Jusqu’au 20 mai dernier, date de la marche que l’opposition avait programmée pour dire non à l’insécurité, à la faim et aux élections chaotiques, la vie politique congolaise semblait suivre un cours plus ou moins normal. A quelques mois des élections générales, le pouvoir en place verrouillait le processus électoral en parachevant son contrôle sur toutes les étapes des prochains scrutins. Avec à la clé, une photo de famille élargie rassemblant autour lui, l’ancien vice-président et rebelle Jean-Pierre Bemba, l’ancien président de l’Assemblée Nationale et directeur de cabinet, Vital Kamerhe et même Mbusa Nyamwisi, l’éternel exilé, Félix Tshisekedi semblait avoir la partie gagnée d’avance.
La milice à la machette de l’UDPS
Mais on n’est jamais assez prudent. Au sein du gouvernement recomposé, Félix Tshisekedi collait au Chef du Gouvernement reconduit, son ami Peter Kazadi avec les pouvoirs étendus sur la police, la sécurité et l’appareil répressif et lui confiait la mission de casser définitivement l’opposition.
Le signal n’allait pas tarder à tomber avec la répression sanglante de la marche des opposants. S’ensuivaient l’interdiction pour Moïse Katumbi de se rendre au Kongo Central et au Kwilu et le barrage opposé au sit-in des opposants devant le siège de la CENI. En quelques jours, le régime de Kinshasa endossait sans coup férir le manteau de l’autocratie assumée.
L’apparition de la milice de l’UDPS armée de machettes et de tenues frappées aux sigles du parti de Limete aux côtés des fameux wewas (motards) kasaïens achevait de démontrer la transformation du régime congolais en une copie tropicalisée du Duvaliérisme haïtien.
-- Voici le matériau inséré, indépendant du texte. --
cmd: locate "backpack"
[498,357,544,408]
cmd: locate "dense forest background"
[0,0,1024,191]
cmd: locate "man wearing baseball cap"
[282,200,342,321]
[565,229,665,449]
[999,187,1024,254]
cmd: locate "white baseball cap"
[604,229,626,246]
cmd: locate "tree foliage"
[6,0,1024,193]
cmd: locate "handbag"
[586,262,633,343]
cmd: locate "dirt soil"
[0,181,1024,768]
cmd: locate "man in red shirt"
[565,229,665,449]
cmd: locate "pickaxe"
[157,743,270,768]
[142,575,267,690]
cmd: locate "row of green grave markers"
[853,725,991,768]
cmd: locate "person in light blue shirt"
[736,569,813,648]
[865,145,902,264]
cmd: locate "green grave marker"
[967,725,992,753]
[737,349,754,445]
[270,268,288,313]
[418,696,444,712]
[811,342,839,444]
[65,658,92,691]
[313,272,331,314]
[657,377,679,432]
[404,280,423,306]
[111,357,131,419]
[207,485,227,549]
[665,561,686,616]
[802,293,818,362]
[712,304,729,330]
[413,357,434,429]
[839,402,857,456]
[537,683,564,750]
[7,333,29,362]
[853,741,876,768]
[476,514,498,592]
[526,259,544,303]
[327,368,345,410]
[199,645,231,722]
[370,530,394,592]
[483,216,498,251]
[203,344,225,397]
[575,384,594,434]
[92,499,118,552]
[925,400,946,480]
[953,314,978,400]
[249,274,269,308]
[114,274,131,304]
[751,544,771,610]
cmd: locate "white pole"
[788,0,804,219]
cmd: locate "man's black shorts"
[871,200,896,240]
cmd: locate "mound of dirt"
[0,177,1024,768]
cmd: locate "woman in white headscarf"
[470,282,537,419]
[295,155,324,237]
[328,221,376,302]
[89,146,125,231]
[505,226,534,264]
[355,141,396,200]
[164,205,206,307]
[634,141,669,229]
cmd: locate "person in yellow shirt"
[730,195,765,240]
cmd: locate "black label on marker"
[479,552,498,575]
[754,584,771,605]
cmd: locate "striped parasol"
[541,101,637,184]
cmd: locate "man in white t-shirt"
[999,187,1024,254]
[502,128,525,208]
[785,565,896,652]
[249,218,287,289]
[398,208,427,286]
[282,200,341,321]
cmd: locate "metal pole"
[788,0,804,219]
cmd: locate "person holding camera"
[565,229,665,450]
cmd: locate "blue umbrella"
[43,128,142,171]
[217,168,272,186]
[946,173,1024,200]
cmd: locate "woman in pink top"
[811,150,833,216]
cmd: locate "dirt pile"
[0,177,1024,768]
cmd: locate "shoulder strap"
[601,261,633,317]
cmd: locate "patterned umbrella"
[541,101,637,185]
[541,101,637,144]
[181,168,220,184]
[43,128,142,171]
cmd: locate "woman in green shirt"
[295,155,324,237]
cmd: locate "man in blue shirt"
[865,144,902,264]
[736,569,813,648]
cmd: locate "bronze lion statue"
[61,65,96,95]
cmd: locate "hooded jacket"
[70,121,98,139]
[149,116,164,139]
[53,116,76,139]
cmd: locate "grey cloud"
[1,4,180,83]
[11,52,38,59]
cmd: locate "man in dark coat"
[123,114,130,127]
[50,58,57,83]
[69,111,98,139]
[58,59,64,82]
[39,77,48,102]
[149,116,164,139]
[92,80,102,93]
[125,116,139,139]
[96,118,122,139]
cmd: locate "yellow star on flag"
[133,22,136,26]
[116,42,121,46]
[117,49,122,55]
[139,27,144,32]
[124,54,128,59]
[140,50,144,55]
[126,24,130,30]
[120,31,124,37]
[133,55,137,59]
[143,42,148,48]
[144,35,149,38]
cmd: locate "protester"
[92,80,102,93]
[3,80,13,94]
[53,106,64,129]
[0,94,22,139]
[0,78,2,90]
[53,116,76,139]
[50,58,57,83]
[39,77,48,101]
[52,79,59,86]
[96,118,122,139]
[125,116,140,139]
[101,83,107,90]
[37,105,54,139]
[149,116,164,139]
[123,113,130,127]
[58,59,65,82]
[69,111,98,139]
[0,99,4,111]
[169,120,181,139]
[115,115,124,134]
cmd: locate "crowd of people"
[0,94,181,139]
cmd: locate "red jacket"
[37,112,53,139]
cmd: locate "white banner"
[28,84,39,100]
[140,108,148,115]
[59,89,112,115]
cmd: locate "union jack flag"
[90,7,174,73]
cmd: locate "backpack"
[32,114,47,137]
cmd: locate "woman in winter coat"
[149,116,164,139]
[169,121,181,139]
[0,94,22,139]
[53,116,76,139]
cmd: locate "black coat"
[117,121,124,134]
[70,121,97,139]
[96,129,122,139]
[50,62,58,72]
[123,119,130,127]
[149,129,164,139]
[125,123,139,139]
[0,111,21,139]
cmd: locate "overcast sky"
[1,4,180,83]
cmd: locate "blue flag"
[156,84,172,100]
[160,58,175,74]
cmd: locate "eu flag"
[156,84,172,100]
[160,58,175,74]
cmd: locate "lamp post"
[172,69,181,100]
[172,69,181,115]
Le mardi 30 mai à 11H30, la présidence de la République confirme le feu vert donné aux agents des renseignements militaires de procéder à l’arrestation de Salomon Kalonda, le Conseiller Spécial de Moïse Katumbi. L’opération conduite sous les ordres du général Christian Ndaywel est menée au grand jour sur le tarmac de l’aéroport de Ndjili. Les membres du commando recrutés parmi les officiers de la maison militaire du Chef de l’Etat ont pris soin d’écarter préalablement les gardes de l’ancien gouverneur qui s’apprêtait à prendre l’avion pour Lubumbashi. La scène est filmée. Voyageurs et personnel de l’aéroport n’en croient pas leurs yeux. Salomon Kalonda est brutalisé, déposé sans ménagement sur la plate-forme d’un pick up et conduit à un endroit inconnu. Il faudra plusieurs heures avant d’apprendre que le plus proche collaborateur de Moïse Katumbi est détenu dans un cachot des services de renseignements militaires. Si les faucons du pouvoir se frottent les mains, au sein de la classe politique, c’est le silence général. La dictature s’installe, il n’est pas recommandé de faire du bruit au risque de déplaire au tyran.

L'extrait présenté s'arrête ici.